The legislation will create a bipartisan, two-year commission to recommend a comprehensive national strategy to reduce and prevent child abuse and child neglect fatalities.
NASW has been a longtime supporter of the bill, and submitted written testimony Dec. 12 at a U.S. House Committee on Ways and Means hearing.
In its testimony, NASW noted that the social work profession has worked tirelessly to safeguard children from child abuse and neglect and that it is vital to include social workers among the commission’s stakeholders.
“Social workers can be found in a broad array of settings serving children and families, including child welfare, mental health, health care and schools, and in early childhood, juvenile justice and family support programs,” NASW stated.
“Social workers are invested in promoting policies and practices that will prevent child abuse and neglect and reduce the number of child abuse fatalities.”
NASW also announced in a statement that a key sponsor of the Protect Our Kids Act, U.S. Rep. Lloyd Doggett, D-Texas, is the recipient of NASW’s 2012 Public Elected Official of the Year Award.

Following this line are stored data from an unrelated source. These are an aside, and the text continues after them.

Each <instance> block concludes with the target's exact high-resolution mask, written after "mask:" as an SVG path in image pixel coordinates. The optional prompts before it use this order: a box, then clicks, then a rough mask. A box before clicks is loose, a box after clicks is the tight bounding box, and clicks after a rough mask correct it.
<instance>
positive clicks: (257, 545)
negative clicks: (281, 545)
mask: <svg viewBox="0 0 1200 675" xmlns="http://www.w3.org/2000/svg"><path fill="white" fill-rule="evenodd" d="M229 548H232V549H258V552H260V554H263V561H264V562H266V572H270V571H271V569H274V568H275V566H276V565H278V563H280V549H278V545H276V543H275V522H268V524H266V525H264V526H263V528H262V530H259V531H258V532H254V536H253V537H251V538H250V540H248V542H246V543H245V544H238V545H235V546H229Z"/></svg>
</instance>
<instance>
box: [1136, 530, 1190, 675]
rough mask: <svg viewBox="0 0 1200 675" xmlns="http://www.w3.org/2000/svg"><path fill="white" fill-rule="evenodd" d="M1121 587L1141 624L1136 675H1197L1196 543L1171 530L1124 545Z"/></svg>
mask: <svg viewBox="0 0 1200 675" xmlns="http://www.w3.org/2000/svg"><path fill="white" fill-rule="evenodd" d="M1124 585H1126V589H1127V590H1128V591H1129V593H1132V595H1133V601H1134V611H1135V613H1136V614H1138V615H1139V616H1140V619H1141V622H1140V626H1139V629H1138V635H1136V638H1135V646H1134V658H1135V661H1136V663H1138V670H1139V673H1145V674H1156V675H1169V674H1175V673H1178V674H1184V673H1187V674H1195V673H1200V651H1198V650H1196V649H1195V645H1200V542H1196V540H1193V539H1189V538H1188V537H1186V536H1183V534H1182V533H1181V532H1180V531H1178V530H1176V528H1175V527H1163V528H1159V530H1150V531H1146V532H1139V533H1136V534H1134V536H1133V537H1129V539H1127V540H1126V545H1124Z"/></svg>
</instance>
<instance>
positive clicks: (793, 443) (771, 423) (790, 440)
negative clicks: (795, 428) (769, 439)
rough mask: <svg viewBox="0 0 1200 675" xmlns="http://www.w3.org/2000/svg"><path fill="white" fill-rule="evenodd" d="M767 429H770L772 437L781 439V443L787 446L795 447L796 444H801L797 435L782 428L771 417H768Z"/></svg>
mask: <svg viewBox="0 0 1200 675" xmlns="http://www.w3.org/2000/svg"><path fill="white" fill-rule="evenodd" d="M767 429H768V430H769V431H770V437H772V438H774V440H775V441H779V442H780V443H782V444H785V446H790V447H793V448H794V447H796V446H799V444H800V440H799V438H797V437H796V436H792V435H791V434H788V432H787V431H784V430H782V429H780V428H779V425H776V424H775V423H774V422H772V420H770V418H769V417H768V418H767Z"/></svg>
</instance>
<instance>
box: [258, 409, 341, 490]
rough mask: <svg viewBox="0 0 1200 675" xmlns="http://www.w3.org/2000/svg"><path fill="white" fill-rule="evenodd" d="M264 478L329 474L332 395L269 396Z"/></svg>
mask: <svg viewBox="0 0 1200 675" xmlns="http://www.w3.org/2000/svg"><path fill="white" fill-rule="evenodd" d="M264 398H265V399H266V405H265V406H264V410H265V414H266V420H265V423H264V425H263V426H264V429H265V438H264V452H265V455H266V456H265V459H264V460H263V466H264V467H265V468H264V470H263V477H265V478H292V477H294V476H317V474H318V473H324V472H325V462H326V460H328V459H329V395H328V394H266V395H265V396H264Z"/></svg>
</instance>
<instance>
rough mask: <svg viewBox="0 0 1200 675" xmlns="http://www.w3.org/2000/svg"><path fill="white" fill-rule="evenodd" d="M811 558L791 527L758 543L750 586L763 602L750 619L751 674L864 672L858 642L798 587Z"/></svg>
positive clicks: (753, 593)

After the bill passed in both chambers, Doggett said it would help provide thoughtful consideration to the steps lawmakers can take to better protect vulnerable children.
“It represents an improvement on legislation that I introduced a year ago,” he said in a statement. “Working together in a bipartisan way, we can make meaningful progress on this troubling issue.”
Michael Petit, president of Every Child Matters, a member of the National Coalition to End Child Abuse Deaths, said, “For the first time in decades, a congressionally sponsored panel will be collecting information on the conditions which create violence for so many children in their own homes.”
Petit said this action will help prompt the national government to make investments in children and families a political priority.
The National Coalition to End Child Abuse Deaths also includes the National District Attorneys Association, the National Children’s Alliance and the National Center for the Review and Prevention of Child Deaths.